Chapter 4 Template for Munging Data and Creating Graphs
The following is a basic outline of how we used R to munge data and generate graphs
4.1 Load Data Munging Functions
For a particular treatment, extract the value for the data from the filename using string manipulation
get_treatment_val <- function(filename, treatment_name){
#Input: a filename string and a string representing which treatment you are looking for
# Ex: "HostVals_VT0.6_SEED10.data" and "VT"
#Output: A string representing the value for the given treatment
# Ex: "0.6"
number_pattern <- "[\\d][._][\\d]*"
treatment_pattern <- str_c(c(treatment_name, number_pattern), sep="", collapse="")
treatment <- str_extract(filename, treatment_pattern)
treatment_val <- NA
decimal_pattern <- "[\\d].[\\d]+"
integer_pattern <- "[\\d]+"
if(str_detect(treatment, "\\.")){
treatment_val <- as.numeric(str_extract(treatment, decimal_pattern))
} else {
treatment_val <- as.numeric(str_extract(treatment, integer_pattern))
}
treatment_val
}Retrieve the dataset for a particular filename, adding columns for each treatment
get_data <- function(filename, folder, treatments){
#Input: A datafile name as a string, the folder where the data is located, and a list of treatment names
# Ex: "HostVals_VT0.6_SEED10.data", "VertTrans_Data/", and c("VT")
#Output: A tibble containing all data in the file with a column added for the Seed and for all treatment names
# Ex: The columns added for the above data would be SEED with all values at 10 and
# VT with all values at 0.6
seed <- str_extract(filename, "SEED[\\d]+.")
seed_val <- str_extract(seed, "[\\d]+")
full_filename <- str_c(c(folder, filename), sep="", collapse="")
data <- read_csv(full_filename) %>% mutate(SEED = seed_val)
for (i in c(1:length(treatments))){
data <- data %>% mutate(!!treatments[i] := as.factor(get_treatment_val(filename, treatments[i])))
}
data
}For all files of a particular type (e.g.
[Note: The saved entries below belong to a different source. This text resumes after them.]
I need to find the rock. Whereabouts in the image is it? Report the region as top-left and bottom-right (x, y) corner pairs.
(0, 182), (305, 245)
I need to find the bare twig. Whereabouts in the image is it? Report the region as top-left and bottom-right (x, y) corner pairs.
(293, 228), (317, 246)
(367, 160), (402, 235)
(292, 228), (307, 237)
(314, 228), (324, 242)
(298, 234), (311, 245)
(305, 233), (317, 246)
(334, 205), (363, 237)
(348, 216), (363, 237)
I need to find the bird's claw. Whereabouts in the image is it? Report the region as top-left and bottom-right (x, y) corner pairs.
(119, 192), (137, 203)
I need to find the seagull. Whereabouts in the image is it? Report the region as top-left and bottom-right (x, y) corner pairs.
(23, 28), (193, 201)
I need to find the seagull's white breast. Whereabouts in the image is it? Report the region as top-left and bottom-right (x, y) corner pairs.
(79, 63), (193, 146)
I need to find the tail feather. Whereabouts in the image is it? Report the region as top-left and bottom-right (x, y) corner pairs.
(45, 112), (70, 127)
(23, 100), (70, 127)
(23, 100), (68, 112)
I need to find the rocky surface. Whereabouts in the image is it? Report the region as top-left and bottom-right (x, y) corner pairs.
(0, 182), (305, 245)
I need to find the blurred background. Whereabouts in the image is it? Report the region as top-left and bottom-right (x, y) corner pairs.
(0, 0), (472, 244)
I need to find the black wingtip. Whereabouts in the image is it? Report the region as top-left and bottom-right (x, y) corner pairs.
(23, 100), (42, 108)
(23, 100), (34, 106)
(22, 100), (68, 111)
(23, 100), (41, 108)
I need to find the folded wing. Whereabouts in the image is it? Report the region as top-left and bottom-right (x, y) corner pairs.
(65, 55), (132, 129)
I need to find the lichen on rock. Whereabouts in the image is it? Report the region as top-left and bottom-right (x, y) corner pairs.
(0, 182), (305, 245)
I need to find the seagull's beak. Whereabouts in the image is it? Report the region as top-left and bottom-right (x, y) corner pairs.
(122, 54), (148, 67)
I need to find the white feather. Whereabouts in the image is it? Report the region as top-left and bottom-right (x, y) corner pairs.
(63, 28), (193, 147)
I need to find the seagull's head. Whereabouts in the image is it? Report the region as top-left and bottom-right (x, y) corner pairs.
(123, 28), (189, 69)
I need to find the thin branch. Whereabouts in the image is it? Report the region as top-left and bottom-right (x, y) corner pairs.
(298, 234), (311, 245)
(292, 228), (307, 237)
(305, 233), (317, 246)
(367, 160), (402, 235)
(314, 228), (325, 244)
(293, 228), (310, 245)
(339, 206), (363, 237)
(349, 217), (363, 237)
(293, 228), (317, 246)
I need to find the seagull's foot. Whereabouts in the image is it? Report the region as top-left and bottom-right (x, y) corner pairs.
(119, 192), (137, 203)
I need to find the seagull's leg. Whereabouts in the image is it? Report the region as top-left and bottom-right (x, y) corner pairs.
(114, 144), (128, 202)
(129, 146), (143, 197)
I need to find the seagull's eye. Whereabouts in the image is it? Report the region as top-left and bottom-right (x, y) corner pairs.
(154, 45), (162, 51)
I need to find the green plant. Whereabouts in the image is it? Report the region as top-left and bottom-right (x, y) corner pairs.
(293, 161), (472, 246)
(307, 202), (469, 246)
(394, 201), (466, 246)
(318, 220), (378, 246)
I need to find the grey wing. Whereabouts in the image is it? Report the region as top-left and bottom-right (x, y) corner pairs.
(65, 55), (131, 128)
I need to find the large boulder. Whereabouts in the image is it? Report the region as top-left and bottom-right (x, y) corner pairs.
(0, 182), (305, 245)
HostVals), create one dataset that can be used for time series graphs
combine_time_data <- function(filenames, folder, treatments){
#Input: A list of relevant datafile names, the folder where the data is, and a list of treatment names
# Ex: c("HostVals_VT0.6_SEED10.data", "HostVals_VT0.8_SEED10.data"), "VertTrans_Data/",
# and c("VT")
#Output: A tibble with all data from all datafiles given, with columns added for the seed and
# all treatment names
all_data <- get_data(filenames[1], folder, treatments)
if(length(filenames) > 1){
for (i in c(2:length(filenames))){
add_data <- get_data(filenames[i], folder, treatments)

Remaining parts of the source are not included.